In a lab session, attendees were shown that it was easier to provision a LUN and set up a snapshot on EVA than on competing EMC or NetApp products.
A common storage architecture
HP people present indicated HP was going to move to common hardware, including Intel-powered controllers, for its storage arrays. El Reg was given news of this back in June
Since HP OEMs the XP from Hitachi Data Systems, basing it on HDS's USP-V ,this might encourage HDS to move to an Intel-based controller in that array.
Moving to a common hardware architecture for classic dual controller-based modular arrays is obviously practical, and many suppliers have done this.
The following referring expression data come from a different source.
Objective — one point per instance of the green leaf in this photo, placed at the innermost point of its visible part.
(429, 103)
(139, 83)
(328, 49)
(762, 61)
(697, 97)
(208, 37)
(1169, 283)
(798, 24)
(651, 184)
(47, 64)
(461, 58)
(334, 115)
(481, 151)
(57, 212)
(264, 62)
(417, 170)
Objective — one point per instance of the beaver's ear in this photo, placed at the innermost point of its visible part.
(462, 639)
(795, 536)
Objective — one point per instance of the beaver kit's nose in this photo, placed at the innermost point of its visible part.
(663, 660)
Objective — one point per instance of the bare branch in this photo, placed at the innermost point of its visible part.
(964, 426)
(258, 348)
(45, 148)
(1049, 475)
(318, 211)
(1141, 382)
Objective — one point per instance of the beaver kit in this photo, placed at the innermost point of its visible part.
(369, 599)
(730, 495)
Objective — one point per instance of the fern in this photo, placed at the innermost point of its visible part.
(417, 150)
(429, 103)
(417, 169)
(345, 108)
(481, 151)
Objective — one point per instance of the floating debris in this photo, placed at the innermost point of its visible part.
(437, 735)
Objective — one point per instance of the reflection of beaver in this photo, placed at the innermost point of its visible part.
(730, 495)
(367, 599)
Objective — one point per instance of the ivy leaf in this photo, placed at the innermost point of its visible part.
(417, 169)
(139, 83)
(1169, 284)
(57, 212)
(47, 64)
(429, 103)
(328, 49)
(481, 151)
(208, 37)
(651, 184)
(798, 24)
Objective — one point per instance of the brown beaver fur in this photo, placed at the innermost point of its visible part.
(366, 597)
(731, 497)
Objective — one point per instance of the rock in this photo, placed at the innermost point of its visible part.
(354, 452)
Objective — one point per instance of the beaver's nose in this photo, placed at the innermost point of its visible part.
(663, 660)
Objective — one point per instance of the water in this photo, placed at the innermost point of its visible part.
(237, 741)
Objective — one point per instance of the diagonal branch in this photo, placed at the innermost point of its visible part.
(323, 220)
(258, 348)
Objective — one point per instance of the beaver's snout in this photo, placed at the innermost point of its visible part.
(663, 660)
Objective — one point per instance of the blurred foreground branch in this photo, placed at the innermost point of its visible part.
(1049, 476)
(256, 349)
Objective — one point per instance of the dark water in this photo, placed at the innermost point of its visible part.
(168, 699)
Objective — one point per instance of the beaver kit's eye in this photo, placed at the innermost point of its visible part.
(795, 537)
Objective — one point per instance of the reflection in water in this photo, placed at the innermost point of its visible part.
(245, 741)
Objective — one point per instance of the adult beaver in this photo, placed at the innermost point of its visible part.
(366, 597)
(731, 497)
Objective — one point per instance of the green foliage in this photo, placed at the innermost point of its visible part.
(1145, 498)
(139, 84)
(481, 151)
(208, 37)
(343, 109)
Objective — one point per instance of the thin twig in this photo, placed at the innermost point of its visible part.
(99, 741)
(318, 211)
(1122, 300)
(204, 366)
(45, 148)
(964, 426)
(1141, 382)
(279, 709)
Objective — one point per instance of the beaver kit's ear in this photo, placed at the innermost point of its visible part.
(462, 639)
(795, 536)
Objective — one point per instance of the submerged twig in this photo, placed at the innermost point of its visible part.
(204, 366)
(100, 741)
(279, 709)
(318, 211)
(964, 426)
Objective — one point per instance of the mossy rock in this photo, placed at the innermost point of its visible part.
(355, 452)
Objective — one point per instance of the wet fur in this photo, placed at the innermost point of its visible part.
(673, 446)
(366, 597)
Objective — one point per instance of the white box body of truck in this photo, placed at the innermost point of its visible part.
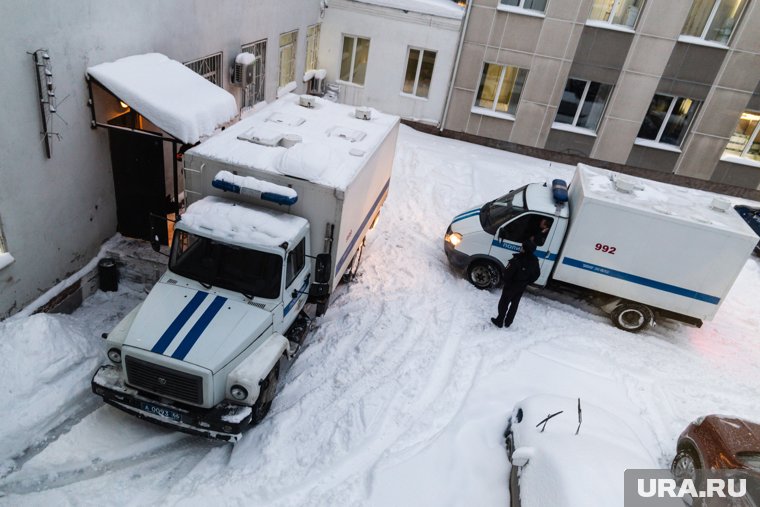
(339, 166)
(664, 246)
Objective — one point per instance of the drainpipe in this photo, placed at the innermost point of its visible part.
(456, 64)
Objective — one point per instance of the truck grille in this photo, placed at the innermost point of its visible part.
(164, 381)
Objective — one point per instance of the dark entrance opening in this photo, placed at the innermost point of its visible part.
(137, 159)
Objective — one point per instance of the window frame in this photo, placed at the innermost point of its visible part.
(493, 111)
(520, 7)
(352, 66)
(413, 93)
(751, 140)
(613, 12)
(666, 118)
(581, 102)
(292, 61)
(708, 24)
(255, 92)
(313, 33)
(217, 73)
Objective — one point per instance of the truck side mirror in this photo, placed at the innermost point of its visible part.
(322, 268)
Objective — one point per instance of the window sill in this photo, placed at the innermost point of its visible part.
(609, 26)
(349, 83)
(698, 41)
(410, 96)
(520, 10)
(493, 114)
(6, 259)
(734, 159)
(572, 128)
(657, 146)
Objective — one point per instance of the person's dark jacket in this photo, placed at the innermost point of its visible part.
(522, 270)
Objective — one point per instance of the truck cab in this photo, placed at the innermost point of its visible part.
(481, 241)
(203, 352)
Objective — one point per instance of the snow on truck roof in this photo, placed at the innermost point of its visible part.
(327, 143)
(686, 204)
(239, 223)
(174, 98)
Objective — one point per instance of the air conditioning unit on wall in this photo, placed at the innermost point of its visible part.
(242, 70)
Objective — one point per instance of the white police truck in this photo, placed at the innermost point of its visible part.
(279, 206)
(642, 248)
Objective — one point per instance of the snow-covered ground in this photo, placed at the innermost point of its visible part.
(403, 391)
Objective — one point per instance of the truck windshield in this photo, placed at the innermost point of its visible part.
(250, 272)
(497, 212)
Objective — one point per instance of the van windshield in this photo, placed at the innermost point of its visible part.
(497, 212)
(250, 272)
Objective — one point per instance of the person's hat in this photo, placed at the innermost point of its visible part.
(529, 246)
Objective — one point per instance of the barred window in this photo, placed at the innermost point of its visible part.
(312, 47)
(209, 67)
(254, 92)
(288, 57)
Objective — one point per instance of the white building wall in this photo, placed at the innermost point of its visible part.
(391, 32)
(55, 213)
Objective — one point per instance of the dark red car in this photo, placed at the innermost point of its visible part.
(717, 442)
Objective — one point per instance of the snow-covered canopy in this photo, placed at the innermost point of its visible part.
(173, 97)
(442, 8)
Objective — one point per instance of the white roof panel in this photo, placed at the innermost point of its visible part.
(174, 98)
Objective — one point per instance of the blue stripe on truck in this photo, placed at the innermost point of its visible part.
(654, 284)
(350, 246)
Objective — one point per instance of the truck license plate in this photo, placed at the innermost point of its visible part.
(160, 411)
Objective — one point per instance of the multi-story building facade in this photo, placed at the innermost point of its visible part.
(57, 207)
(667, 85)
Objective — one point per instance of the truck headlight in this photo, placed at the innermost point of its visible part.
(239, 392)
(454, 238)
(114, 355)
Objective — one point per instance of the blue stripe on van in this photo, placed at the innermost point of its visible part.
(171, 332)
(654, 284)
(541, 254)
(199, 327)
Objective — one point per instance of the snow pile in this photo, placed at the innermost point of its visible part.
(171, 96)
(329, 132)
(239, 223)
(442, 8)
(46, 362)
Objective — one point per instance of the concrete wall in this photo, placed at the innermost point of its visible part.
(391, 32)
(55, 213)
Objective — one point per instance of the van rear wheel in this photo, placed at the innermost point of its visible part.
(632, 317)
(484, 274)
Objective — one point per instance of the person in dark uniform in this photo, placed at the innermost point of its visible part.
(522, 270)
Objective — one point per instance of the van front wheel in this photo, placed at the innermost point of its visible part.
(632, 317)
(484, 274)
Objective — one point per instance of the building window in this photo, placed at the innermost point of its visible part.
(288, 57)
(668, 119)
(713, 20)
(745, 141)
(500, 88)
(531, 5)
(353, 63)
(617, 12)
(254, 92)
(583, 103)
(419, 72)
(312, 47)
(209, 67)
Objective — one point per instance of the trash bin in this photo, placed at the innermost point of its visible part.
(108, 275)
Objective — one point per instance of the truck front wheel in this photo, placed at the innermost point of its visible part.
(484, 274)
(266, 395)
(632, 317)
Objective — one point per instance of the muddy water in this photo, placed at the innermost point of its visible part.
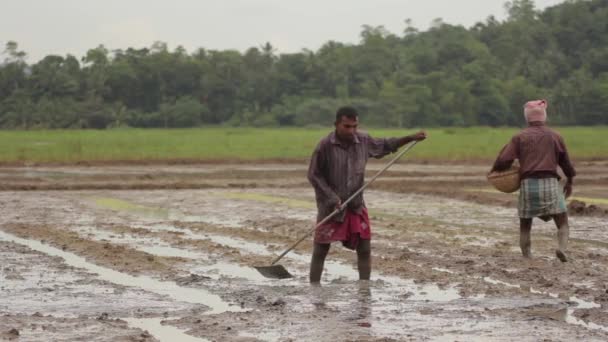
(196, 296)
(445, 269)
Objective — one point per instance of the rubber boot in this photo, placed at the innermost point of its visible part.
(562, 242)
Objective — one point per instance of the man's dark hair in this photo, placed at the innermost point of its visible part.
(347, 111)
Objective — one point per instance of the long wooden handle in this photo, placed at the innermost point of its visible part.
(343, 206)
However high-end enterprise class arrays often have proprietary hardware to make them handle internal data flows faster. BlueArc has its FPGA-accelerated NAS arrays and 3PAR uses a proprietary ASIC for internal communications and other functions. Replacing these with Intel CPUs would not be easy at all.
Gestalt IT has speculated about EMC moving to a common storage hardware architecture based on Intel controllers. Its Symmetrix V-Max uses Intel architecture, and the Celerra filer and Clariion block storage arrays look like common hardware with different, software-driven, storage personalities.
There are hardware sourcing advantages here, with the potential for simplified engineering development. It could be that HP is moving to the same basic model of a common storage hardware set with individualised software stacks to differentiate filers, block arrays, virtual tape libraries and so forth. For HP there might also be the opportunity to use its own x86 servers as the hardware base for storage controllers.